Windows 10 emergency update: US government just issued warning

Microsoft late last week issued an emergency patch for Windows 10, prompting the U.S. Department of Homeland Security to issue its own alert urging owners of affected systems to run the update.

“Microsoft has released security updates to address remote code execution vulnerabilities affecting Windows Codecs Library and Visual Studio Code,” wrote the DHS’ Cybersecurity and Infrastructure Security Agency (CISA) on Friday (Oct. 16).”An attacker could exploit these vulnerabilities to take control of an affected system.”

The flaws affect computers on which users have installed either a High Efficiency Video Coding (HEVC) plug-in to play specially compressed videos (including 4K Blu-ray discs or videos shot on recent iPhones) or the Microsoft Visual Studio software-development program. 

If the HEVC plug-in was installed from the Windows Store, it should update itself; otherwise, users should update the software manually. Likewise, Microsoft Visual Studio should also be updated manually.

How this hack works

Remote code execution (RCE) is when a hacker can reach out across the internet and attack your machine. It’s more serious than local code execution, where the attacker needs to have physical access to your computer.
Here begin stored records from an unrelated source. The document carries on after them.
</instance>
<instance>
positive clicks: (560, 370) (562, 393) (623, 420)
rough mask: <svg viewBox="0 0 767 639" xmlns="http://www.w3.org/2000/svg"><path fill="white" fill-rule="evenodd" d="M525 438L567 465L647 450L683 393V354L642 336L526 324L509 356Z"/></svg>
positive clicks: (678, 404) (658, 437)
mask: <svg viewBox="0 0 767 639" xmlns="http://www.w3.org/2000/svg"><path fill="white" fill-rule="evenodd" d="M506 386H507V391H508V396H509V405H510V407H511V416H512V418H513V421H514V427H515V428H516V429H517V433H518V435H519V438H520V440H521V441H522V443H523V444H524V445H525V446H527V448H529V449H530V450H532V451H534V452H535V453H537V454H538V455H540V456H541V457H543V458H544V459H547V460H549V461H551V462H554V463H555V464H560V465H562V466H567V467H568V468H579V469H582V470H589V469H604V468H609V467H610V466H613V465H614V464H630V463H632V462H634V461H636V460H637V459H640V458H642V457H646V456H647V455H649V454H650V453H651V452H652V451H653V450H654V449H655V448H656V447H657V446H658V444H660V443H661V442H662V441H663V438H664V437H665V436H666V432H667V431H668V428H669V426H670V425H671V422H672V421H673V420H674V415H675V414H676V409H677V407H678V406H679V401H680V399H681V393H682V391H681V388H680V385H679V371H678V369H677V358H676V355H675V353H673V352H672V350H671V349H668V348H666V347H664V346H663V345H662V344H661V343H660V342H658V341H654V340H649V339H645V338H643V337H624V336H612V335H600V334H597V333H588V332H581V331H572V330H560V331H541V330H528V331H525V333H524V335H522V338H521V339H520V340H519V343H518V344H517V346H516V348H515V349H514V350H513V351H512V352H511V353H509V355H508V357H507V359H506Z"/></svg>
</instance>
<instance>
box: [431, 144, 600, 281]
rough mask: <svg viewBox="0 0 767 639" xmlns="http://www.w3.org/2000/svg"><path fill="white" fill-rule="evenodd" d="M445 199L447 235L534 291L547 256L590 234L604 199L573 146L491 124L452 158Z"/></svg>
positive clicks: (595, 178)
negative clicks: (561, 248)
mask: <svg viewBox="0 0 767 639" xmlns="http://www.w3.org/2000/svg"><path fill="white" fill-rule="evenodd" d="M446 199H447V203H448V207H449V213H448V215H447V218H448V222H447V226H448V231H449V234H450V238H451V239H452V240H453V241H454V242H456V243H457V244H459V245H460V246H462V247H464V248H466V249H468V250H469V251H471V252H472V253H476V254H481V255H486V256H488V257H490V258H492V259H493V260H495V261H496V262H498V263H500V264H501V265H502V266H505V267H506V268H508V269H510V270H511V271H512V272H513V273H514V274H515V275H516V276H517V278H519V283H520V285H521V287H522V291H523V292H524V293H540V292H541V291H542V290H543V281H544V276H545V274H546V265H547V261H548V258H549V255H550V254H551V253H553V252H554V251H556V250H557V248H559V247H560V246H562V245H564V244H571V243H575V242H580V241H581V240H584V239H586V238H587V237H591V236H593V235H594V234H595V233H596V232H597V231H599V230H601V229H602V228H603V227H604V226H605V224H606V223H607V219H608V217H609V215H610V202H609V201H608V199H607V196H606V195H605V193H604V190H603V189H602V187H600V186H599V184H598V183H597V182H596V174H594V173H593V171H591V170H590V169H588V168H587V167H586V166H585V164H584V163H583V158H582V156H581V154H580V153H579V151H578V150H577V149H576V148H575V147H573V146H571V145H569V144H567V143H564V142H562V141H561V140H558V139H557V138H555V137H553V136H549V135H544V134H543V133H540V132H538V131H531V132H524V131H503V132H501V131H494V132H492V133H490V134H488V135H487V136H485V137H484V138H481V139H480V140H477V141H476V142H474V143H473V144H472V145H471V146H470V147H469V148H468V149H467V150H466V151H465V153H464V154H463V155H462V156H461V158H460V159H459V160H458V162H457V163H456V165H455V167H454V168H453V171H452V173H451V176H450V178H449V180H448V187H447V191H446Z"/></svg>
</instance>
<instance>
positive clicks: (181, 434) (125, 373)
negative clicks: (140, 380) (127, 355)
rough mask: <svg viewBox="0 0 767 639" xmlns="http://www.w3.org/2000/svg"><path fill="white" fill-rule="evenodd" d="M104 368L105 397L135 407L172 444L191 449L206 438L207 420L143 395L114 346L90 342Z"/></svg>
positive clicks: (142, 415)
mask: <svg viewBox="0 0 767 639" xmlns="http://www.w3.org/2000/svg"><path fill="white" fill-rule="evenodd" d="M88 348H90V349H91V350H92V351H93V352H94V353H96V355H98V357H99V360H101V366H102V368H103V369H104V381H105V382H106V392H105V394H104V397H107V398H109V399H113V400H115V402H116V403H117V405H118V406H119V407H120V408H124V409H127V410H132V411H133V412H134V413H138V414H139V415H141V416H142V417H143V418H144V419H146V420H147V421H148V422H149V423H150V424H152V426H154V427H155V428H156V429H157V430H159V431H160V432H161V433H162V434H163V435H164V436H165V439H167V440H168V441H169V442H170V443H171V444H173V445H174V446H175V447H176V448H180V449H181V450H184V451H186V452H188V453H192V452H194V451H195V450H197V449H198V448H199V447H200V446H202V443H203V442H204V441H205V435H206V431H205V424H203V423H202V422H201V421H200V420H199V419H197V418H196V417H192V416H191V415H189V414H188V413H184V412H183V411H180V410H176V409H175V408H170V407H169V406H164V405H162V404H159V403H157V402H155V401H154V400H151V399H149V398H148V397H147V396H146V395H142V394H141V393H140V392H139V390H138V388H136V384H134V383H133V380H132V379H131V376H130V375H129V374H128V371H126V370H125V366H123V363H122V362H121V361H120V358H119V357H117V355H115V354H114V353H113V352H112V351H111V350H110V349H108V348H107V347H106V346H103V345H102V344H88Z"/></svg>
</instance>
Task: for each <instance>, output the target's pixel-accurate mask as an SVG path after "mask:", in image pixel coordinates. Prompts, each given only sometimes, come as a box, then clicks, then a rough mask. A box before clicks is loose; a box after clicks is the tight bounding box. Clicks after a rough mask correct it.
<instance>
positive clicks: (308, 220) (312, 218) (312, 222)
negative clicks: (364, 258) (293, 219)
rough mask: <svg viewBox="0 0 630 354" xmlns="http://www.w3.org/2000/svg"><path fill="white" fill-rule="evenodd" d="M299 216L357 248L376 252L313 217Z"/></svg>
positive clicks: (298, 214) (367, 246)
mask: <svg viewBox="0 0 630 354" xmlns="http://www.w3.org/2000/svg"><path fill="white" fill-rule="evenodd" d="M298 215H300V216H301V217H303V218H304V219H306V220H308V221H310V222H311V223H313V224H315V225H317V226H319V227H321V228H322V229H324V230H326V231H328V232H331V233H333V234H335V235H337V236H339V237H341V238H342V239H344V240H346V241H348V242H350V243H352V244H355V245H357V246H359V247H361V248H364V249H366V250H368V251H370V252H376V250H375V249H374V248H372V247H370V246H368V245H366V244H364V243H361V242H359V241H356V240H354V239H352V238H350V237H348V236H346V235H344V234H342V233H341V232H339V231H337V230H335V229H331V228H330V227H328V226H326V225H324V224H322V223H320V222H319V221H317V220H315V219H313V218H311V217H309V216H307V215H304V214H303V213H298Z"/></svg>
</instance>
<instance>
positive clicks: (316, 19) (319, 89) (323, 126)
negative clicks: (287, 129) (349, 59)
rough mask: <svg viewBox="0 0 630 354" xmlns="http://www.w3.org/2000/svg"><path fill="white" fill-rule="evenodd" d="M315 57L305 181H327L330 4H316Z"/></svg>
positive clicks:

In this case, there are two RCE vulnerabilities. According to Microsoft’s own security advisories, the first flaw affects the way Windows 10 handles video compression in HEVC and can be exploited by “a specially crafted image file” — i.e., a malicious image. 

The other flaw exists in Visual Studio and can be exploited “when a user is tricked into opening a malicious ‘package.json’ file.”

Because exploiting either vulnerability requires some interaction from the user, even if it’s just to download a malicious file, the patches are rated as “Important” rather than “Critical.”

Neither flaw had yet been exploited in the wild as of late last week, Microsoft said, and not enough details were disclosed to make exploitation easy to achieve. But crooks and hackers are likely taking apart the released patches to find out how to attack the vulnerabilities.